User Tools

Site Tools


guide:soft:miniconda3

Conda


Conda is a package management system which was initially created for Python, but currently also supports several other languages such as R or lua. Conda can be used to quickly find, install and update packages and their dependencies using community-maintained remote repositories (also called channels). Software packages and scientific libraries are installed in “environments” to provide the ability to maintain different, often incompatible, sets of software. Environments are also managed by Conda.

Please note: compared to the software modules that we provide on the cluster, there are much more and newer libraries available via Conda that you can manage yourself, but they may not be as well optimized for the processor architectures on the cluster. In addition, by default, Conda installs packages in user's home directory ($HOME) which has a quota for the size and number of files. You should take care to re-set the Conda installation directory to a subdirectory of your group's $SOFTWARE directory. Otherwise, you'll probably quite quickly run into your quota in $HOME, with inconvenient consequences (like not being able to use graphical logins any more before you remove the extraneous files, possibly erroneously also deleting files that should remain).

Please note: it is not recommended to mix cluster software modules and Conda-managed software in the same work environment.

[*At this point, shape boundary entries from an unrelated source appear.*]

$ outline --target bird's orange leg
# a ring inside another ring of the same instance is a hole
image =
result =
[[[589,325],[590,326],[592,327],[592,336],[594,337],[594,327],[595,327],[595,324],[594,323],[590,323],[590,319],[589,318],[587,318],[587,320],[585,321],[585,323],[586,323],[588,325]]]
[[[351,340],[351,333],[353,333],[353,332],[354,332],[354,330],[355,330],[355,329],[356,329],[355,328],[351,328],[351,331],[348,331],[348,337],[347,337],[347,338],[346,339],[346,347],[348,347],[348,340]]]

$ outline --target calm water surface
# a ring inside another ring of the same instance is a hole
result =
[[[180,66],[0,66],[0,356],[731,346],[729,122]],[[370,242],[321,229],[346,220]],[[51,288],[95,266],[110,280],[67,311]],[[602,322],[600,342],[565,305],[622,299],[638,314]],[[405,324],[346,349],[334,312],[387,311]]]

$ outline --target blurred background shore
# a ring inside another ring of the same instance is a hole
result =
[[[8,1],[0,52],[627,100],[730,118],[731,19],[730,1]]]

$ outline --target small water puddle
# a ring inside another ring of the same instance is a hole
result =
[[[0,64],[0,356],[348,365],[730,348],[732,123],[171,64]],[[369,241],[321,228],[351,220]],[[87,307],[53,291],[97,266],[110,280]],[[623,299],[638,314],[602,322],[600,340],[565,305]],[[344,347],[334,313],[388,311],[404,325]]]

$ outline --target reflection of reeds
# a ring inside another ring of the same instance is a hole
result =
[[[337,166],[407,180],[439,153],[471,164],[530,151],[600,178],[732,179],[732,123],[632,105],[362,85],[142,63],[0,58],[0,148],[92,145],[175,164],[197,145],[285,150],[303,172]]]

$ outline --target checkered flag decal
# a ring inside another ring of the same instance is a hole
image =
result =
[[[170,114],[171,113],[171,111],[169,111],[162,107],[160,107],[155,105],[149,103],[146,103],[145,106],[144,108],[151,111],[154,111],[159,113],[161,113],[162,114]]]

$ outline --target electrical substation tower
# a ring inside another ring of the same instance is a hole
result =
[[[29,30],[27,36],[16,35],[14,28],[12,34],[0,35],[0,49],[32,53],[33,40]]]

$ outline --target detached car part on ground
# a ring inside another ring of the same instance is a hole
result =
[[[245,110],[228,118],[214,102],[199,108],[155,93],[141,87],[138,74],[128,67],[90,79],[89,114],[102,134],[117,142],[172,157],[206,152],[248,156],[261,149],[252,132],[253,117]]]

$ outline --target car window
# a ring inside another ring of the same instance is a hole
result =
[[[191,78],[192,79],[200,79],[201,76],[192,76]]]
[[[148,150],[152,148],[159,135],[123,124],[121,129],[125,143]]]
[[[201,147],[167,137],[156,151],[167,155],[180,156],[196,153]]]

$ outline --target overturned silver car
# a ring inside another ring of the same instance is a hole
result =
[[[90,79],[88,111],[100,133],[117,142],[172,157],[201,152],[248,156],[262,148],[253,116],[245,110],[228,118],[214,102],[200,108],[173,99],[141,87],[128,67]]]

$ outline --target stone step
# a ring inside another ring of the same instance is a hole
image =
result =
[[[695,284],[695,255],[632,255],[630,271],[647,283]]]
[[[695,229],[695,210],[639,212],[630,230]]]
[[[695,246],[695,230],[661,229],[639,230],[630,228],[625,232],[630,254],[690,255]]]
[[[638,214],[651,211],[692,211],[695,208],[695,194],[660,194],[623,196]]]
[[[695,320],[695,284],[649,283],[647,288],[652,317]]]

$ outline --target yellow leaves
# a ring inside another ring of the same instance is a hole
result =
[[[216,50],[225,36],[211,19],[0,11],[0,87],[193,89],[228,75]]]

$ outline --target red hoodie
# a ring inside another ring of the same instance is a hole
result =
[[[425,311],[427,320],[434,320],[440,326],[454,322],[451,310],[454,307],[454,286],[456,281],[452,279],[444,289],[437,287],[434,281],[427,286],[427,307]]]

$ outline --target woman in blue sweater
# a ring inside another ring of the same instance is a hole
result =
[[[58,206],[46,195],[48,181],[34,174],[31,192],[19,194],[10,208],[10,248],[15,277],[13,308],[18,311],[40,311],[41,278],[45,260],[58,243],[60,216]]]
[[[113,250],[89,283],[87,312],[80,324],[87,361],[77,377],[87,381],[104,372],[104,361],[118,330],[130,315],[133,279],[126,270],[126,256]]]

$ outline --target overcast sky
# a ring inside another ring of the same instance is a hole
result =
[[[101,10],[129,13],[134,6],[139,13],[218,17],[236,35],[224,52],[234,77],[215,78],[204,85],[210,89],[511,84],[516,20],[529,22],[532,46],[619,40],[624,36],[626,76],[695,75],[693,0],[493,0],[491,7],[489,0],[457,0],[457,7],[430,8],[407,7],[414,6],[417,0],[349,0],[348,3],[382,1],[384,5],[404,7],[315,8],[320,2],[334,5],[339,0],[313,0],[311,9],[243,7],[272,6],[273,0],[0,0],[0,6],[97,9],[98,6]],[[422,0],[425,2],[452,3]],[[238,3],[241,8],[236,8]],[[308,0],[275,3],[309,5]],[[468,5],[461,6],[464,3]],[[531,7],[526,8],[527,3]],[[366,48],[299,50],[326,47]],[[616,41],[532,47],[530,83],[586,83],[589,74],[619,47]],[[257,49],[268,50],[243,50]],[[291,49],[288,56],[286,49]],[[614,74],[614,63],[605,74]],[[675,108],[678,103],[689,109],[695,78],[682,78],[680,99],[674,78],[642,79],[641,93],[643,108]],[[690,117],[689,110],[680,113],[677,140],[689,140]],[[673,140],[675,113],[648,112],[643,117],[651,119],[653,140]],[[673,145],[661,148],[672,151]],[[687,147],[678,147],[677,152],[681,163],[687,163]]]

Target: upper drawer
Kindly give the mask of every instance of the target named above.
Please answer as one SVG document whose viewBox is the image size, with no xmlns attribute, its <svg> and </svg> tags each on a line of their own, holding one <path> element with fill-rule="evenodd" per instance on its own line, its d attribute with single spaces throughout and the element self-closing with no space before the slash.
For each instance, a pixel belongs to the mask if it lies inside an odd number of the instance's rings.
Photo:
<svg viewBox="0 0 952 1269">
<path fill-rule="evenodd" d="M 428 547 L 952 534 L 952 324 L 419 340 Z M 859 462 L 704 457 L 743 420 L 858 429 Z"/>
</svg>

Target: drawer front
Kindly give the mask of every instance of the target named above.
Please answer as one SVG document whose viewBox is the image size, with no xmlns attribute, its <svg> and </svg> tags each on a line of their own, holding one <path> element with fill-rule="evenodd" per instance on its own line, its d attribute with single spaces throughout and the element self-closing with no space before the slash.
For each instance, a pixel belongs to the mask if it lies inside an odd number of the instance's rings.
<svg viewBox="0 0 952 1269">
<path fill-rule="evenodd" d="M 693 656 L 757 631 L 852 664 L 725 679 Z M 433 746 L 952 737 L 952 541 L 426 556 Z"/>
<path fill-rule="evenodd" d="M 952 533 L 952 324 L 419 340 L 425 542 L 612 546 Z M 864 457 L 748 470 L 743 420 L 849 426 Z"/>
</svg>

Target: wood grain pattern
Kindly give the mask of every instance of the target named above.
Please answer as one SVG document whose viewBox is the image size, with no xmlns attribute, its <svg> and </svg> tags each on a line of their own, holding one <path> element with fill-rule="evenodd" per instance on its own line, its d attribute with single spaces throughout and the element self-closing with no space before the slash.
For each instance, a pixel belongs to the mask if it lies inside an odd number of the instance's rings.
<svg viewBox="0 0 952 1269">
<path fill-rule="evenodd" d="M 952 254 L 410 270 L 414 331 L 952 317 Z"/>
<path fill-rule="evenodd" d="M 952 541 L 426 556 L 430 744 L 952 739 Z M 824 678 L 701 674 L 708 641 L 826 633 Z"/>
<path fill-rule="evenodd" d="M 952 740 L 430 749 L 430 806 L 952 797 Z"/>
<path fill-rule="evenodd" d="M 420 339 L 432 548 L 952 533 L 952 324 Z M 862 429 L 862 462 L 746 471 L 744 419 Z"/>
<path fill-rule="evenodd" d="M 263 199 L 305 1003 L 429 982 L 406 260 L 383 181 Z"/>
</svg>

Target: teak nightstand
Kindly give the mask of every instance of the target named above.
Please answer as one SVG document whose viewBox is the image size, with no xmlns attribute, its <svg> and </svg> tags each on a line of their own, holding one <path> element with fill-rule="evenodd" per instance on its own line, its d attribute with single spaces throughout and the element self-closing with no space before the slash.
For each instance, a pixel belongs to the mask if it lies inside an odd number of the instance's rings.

See the Conda documentation for detailed instructions. A short list of Conda commands as a PDF file can be found here.

In this section we explain how to use Conda in the cluster.

Conda usage on the cluster

In the cluster, Conda is available through the Miniconda installation, which is a small version of Anaconda and only includes conda package manager, Python and a small number of other packages.

Creating a Conda environment

In order to create and use Conda environments on the cluster, you first need to load the Miniconda3 module:

module load Miniconda3

If you want to manage the Python 2 based conda environments, load the module Miniconda2 instead. Miniconda3 is based on Python 3.

Please note: Since loading the Miniconda module will also initialize conda for shell interaction, you do not need to additionally run the conda init <shell> command modifying your shell init file, e.g. $HOME/.bashrc, which should be avoided, as this may cause issues with your interactive or batch jobs. If you ran the command in the past, you may have conda entries in your shell init file. Please edit the file and remove the lines between # >>> conda initialize >>> and # <<< conda initialize <<<.

If you use Conda-installed packages, the Miniconda3 module should be the only module you load in your work environment or in your job.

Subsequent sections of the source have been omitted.